Luchtruimherziening gaat in procedure

    0
    933

    De Herziening van het Nederlandse luchtruim is in procedure gegaan.

    Deze Herziening is vooral aan de orde geweest vanwege Lelystad, maar heeft zijn effecten ook elders in het land, waaronder in Zuid-oost Nederland. De herziening gaat over zowel het civiele als het militaire verkeer.

    Op dit moment (tot en met 07 oktober) staat de Notitie Reikwijdte en Detailniveau (NRD) open voor zienswijzen.
    Deze Notitie heeft nog een hoog abstractieniveau. Hij geeft alleen zaken als de doelen en de toetsingscriteria voor de nieuwe indeling. Wie dus vindt dat de vliegtuigen een ruimere bocht rond Son moeten nemen of bij Kleine Brogel rechtdoor, kan dat nu niet vinden. Wat er wel als criterium staat is dat het belang van bewoners op de grond een toetsingsfactor is.
    De NRD is de eerste stap tot een PLan-MER en daar wordt het concreter.
    De notitie is te vinden op www.platformparticipatie.nl/projectenlijst/programma-luchtruimherziening/index.aspx . Men komt dan op een pagina met informatie. Onder de TAB ‘Voornemen’ staat een tweede pagina, met een link naar de tekst van het document en naar de locatie om in te spreken (www.platformparticipatie.nl/projectenlijst/programma-luchtruimherziening/voornemen/ )

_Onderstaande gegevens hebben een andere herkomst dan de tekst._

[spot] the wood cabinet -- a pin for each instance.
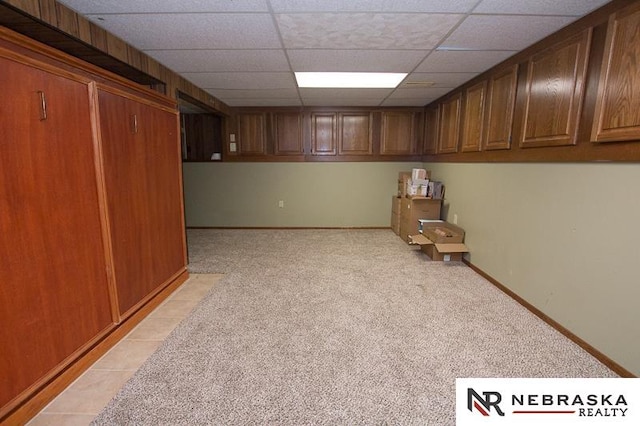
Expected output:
(554, 93)
(91, 217)
(473, 120)
(398, 133)
(252, 134)
(143, 194)
(501, 97)
(617, 114)
(431, 126)
(288, 133)
(324, 131)
(449, 129)
(54, 297)
(354, 133)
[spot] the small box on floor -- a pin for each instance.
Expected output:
(440, 240)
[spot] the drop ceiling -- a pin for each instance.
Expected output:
(244, 52)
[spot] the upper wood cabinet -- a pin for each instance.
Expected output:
(554, 93)
(431, 127)
(324, 131)
(288, 133)
(617, 115)
(398, 133)
(355, 133)
(252, 133)
(501, 97)
(449, 130)
(473, 120)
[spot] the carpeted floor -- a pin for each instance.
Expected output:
(335, 327)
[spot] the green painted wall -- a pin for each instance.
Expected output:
(562, 236)
(314, 194)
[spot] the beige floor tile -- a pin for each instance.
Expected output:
(90, 393)
(154, 328)
(127, 355)
(174, 309)
(46, 419)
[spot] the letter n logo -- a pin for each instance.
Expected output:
(483, 404)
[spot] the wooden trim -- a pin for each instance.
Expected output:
(31, 407)
(290, 227)
(608, 362)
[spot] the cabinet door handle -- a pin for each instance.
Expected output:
(43, 105)
(134, 123)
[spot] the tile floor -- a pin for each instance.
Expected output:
(86, 397)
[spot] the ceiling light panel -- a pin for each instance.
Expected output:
(193, 31)
(364, 30)
(221, 60)
(503, 32)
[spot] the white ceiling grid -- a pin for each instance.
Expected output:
(244, 52)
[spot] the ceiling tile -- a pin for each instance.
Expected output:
(165, 6)
(345, 93)
(337, 102)
(503, 32)
(193, 31)
(405, 6)
(417, 92)
(463, 60)
(255, 93)
(242, 80)
(364, 30)
(355, 60)
(221, 60)
(450, 79)
(539, 7)
(264, 102)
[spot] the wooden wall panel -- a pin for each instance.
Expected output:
(554, 93)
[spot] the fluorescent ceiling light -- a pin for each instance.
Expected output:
(349, 79)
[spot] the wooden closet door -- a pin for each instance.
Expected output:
(142, 177)
(54, 297)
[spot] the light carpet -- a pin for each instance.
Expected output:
(335, 327)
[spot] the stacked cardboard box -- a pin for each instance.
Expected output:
(395, 214)
(440, 240)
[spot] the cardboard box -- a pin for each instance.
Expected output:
(414, 209)
(440, 240)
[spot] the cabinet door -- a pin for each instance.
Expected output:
(617, 116)
(252, 134)
(473, 122)
(355, 134)
(143, 184)
(323, 133)
(398, 133)
(54, 296)
(431, 126)
(449, 133)
(501, 99)
(288, 131)
(554, 93)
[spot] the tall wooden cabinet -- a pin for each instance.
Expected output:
(91, 216)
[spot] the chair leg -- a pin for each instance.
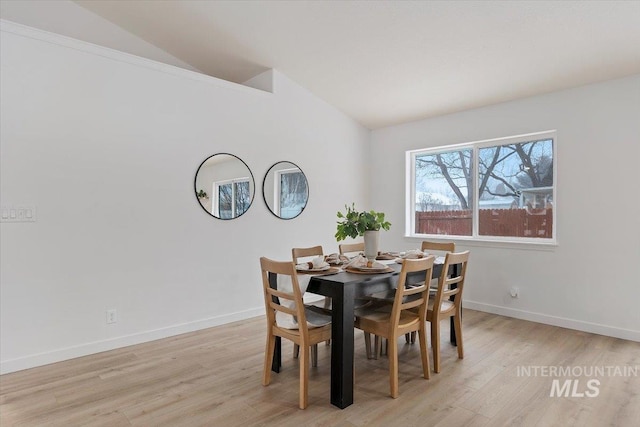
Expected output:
(435, 344)
(304, 377)
(457, 325)
(393, 366)
(424, 353)
(314, 355)
(296, 351)
(367, 344)
(268, 359)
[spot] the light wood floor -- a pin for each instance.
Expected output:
(213, 378)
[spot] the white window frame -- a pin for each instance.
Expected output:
(216, 192)
(475, 146)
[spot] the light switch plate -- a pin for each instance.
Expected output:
(18, 214)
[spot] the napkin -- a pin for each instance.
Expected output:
(360, 261)
(315, 264)
(333, 259)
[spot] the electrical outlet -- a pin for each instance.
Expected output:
(112, 316)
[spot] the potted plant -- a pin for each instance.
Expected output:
(366, 223)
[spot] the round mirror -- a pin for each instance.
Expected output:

    Bernard Gerard heeft voor zichzelf, en voor BVM2, een zienswijze ingediend die op twee aspecten ingaat. Hieronder staat hij.


    Zienswijze van
    Bernard J.M. Gerard
    secretaris Beraad Vlieghinder Moet Minder (BVM2)

    Het Beraad Vlieghinder Moet Minder (BVM2) is een platform met 32 aangesloten organisaties (milieugroepen, politieke partijen, dorps- en wijkraden, enz), en ca 2000 rechtstreeks aangesloten individuele ondersteuners.

    Ik wil, als persoon en namens BVM2, de volgende twee zaken inbrengen:

    • Om aan de eisen van het Klimaatakkoord van Parijs te kunnen voldoen, kan de luchtvaart, ondanks diverse (beweerde) technische verbeteringen niet verder groeien. Mogelijk moet ze zelfs krimpen.
      Ik vind het dan ook niet nodig dat (zoals onder de Doelen, hfdst 1.2, blz 9 en ook elders), dat gestreefd wordt naar een grotere capaciteit van het luchtruim.
      Door niet te streven naar uitbreiding van de capaciteit, ontstaat extra beleidsruimte om andere gewenste doelen beter te kunnen realiseren.
    • Onder de Toetsingscriteria in hfdst 3.1, blz 28 en 29, wordt het klimaat slechts ingevoerd via de CO2-emissies (zie de tabel op blz 29).
      De uitlaatgassen van vliegtuigen op kruishoogte (10 a 11km) leiden echter tot een extra klimaateffect, de “niet-CO2 – effecten”. Deze leiden tot een rechtstreeks beïnvloeding van de stralingsbalans van de aarde door aerosolen, tot indirecte beïnvloeding door chemische reacties met reeds in de atmosfeer aanwezige gassen, en tot de vorming van contrailstrepen en cirrusbewolking. Met name deze contrails en cirruswolken hebben een sterk opwarmend effect. Verder beïnvloeden deze wolkvormen de beleving van de mensen aan het aardoppervlak van een blauwe hemel.
      De wetenschappelijke literatuur wijst uit, dat het opwarmend effect van deze niet-CO2 – effecten in dezelfde orde van grootte is, of mogelijk groter, dan de opwarming die op gangbare wijze berekend wordt met alleen CO2.
      Ik verzoek u om genoemde niet-CO2 – effecten mee te nemen als toetsingscriterium in de Plan-MER.

    Ook de landelijke koepel LBBL, waarin BVM2 vertegenwoordigd is, en onze BVM2 – partner BMF hebben een zienswijze ingediend. Op aanvraag wordt deze aan geïnteresseerden verstrekt.